4. A rotary fastener as claimed in claim 1, further comprising fixing pins in the interior of said housing parallel to the axis of rotation of said rotor and capable of connection to said housing base, one of said fixing pins also forming a rotary journal pin for said wire reel.

5. A rotary fastener as claimed in claim 1, wherein said drive means includes an upwardly protruding pin having a lower cylindrical end guided for rotation in a central bore of said housing, the upper end of said pin being fixed against relative rotation in a central opening of said intermediate ring, a threaded bore being provided in said pin, and a collar screw inserted through a central bore set down in the rotor threaded into said bore.

6. A rotary fastener as claimed in claim 1 wherein said drive means includes a maltese cross transmission between said intermediate ring and said wire reel, said wire reel being constructed on its upper face in the form of a maltese cross disc with radial guide grooves distributed on its periphery, said drive means being constructed as a driving disc and having two eccentrically arranged drive pins for engagement alternately and in succession with the guide grooves in said maltese cross disc during rotary movement of said driving disc.

7. A rotary fastener as claimed in claim 1 wherein said drive means includes a spur gear train between said intermediate ring and said wire reel, said wire reel including a toothed wheel on its upper side, said drive means being constructed in the form of a drive pinion in toothed engagement with said toothed wheel of said wire reel.

8. A rotary fastener as claimed in claim 1 wherein said drive means includes a planetary gear drive between said intermediate ring and said wire reel, said drive being constructed in the form of a driving sun wheel arranged centrally in an internally toothed gear ring, means supporting said gear ring in fixed relation on said flat housing and surrounding said wire reel in the region of its upper face, at least one planet wheel being freely rotatable on the upper face of said wire reel and in toothed engagement with both said driving sun wheel and said internally toothed gear ring.
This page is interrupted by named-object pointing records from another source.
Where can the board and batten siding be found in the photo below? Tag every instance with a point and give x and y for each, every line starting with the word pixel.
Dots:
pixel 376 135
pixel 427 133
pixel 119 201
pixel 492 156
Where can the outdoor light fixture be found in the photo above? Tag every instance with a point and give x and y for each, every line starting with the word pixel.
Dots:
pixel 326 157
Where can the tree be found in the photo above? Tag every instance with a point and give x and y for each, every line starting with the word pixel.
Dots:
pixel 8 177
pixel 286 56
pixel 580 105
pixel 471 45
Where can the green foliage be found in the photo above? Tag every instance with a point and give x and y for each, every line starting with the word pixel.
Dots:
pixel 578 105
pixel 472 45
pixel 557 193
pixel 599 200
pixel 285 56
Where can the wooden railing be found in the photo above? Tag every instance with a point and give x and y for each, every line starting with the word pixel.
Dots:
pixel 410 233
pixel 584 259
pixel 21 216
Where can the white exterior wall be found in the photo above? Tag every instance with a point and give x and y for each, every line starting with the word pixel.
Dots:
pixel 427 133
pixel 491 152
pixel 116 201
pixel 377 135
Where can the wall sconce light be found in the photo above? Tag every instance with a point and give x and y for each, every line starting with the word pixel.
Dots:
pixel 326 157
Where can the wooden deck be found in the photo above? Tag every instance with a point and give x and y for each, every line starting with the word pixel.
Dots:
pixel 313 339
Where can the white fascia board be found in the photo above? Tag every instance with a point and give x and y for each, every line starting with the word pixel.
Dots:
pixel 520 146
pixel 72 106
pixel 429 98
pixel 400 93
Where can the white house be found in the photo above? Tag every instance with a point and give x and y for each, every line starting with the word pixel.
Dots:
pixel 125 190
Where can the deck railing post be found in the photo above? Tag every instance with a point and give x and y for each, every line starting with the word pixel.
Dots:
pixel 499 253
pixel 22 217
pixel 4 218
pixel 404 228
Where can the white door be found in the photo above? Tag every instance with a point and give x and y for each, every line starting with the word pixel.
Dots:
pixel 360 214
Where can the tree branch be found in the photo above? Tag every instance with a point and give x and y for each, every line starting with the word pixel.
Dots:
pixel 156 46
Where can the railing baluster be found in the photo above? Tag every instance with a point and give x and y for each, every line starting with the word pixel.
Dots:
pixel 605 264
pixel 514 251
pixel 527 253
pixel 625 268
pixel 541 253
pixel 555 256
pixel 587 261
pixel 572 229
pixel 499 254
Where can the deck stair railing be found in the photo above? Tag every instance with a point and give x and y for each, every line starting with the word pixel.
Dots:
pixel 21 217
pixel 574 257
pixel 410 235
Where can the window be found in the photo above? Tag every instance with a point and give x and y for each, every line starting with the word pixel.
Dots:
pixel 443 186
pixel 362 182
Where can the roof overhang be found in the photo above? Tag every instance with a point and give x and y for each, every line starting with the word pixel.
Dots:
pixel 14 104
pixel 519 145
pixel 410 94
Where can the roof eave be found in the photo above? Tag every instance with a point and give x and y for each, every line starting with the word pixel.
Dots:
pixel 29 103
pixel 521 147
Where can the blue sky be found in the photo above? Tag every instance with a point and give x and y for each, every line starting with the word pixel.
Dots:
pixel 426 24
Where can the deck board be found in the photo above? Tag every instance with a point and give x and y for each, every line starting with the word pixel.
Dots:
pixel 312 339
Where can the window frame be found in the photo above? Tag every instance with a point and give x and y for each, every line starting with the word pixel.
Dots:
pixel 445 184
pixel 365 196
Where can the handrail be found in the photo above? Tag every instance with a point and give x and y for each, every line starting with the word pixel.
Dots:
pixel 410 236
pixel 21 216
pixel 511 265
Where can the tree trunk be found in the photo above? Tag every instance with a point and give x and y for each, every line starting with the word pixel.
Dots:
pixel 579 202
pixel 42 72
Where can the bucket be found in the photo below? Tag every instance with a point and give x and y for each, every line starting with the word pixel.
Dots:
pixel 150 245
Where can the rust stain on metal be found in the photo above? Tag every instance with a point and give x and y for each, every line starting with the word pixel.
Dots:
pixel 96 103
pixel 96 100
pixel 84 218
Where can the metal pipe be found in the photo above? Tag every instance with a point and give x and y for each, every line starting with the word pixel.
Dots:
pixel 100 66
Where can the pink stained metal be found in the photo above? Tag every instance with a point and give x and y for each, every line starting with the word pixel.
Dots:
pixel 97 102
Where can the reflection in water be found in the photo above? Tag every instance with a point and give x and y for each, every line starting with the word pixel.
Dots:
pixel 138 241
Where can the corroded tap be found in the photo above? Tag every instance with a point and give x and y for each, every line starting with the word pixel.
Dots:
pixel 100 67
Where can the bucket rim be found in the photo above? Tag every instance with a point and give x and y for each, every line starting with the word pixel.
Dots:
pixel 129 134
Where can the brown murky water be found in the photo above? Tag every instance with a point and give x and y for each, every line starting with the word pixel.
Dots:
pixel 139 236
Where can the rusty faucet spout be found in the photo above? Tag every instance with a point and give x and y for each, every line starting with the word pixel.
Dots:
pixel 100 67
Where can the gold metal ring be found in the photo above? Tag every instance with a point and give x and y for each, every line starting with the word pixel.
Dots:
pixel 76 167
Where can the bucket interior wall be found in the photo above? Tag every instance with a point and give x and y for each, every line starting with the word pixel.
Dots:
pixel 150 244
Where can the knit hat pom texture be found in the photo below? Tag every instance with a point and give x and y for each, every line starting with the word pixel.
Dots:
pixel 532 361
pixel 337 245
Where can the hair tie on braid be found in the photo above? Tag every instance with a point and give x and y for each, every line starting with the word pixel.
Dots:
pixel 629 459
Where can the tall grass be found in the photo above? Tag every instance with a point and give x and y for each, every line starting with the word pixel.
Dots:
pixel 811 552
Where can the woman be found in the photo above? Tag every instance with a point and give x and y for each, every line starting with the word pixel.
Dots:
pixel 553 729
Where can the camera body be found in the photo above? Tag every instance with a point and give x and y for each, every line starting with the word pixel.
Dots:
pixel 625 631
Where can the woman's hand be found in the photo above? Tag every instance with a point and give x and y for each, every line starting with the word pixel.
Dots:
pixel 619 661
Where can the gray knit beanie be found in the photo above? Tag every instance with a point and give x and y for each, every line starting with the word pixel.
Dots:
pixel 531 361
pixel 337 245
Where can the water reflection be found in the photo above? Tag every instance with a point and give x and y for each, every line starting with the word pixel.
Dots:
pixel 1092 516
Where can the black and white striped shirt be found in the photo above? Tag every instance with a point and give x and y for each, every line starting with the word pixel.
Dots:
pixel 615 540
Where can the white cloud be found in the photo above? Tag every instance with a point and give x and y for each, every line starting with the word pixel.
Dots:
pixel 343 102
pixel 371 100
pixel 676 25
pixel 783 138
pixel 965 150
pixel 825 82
9. A rotary fastener as claimed in claim 8, wherein said wire reel is mounted centrally in said housing by means of a bearing projection protruding on its underside, and including a guide pin projecting centrally downwards from said driving sun wheel and guided for free rotation in a central guide bore in said wire wheel.

10. A rotary fastener as claimed in claim 8, wherein said internally toothed gear ring is constructed in the form of a flat ring and is inserted into a recess open towared the top in said flat housing so as to be protected against torsion.

11. A rotary fastener as claimed in claim 8, wherein said housing has an upwardly protruding annular peripheral edge defining a recess open towards the top, the intermediate reel being received in said recess so as to be freely rotatable.

12. A rotary fastener as claimed in claim 1, comprising substantailly cylindrical nipples accommodated in bores of said wire reel in form-locking and releasable relationship thereto, said nipples being fixed on the inner ends of the wire tensioning elements, the nipple on the inner end of at least one wire tensioning element extending downwards from the wire reel, and an upwardly facing guiding groove in the base of said housing, said downwardly extending nipple projecting into said groove, and the opposing ends of said groove forming cooperating end stops to limit rotary movement of said wire reel.

13. A rotary fastener as claimed in claim 12, wherein said groove is constructed in the form of an arc.

14. A rotary fastener as claimed in claim 12, wherein said groove is constructed in the form of a spiral, and including means retaining the nipple which cooperates with said groove in said wire reel with freedom for limited radial movement.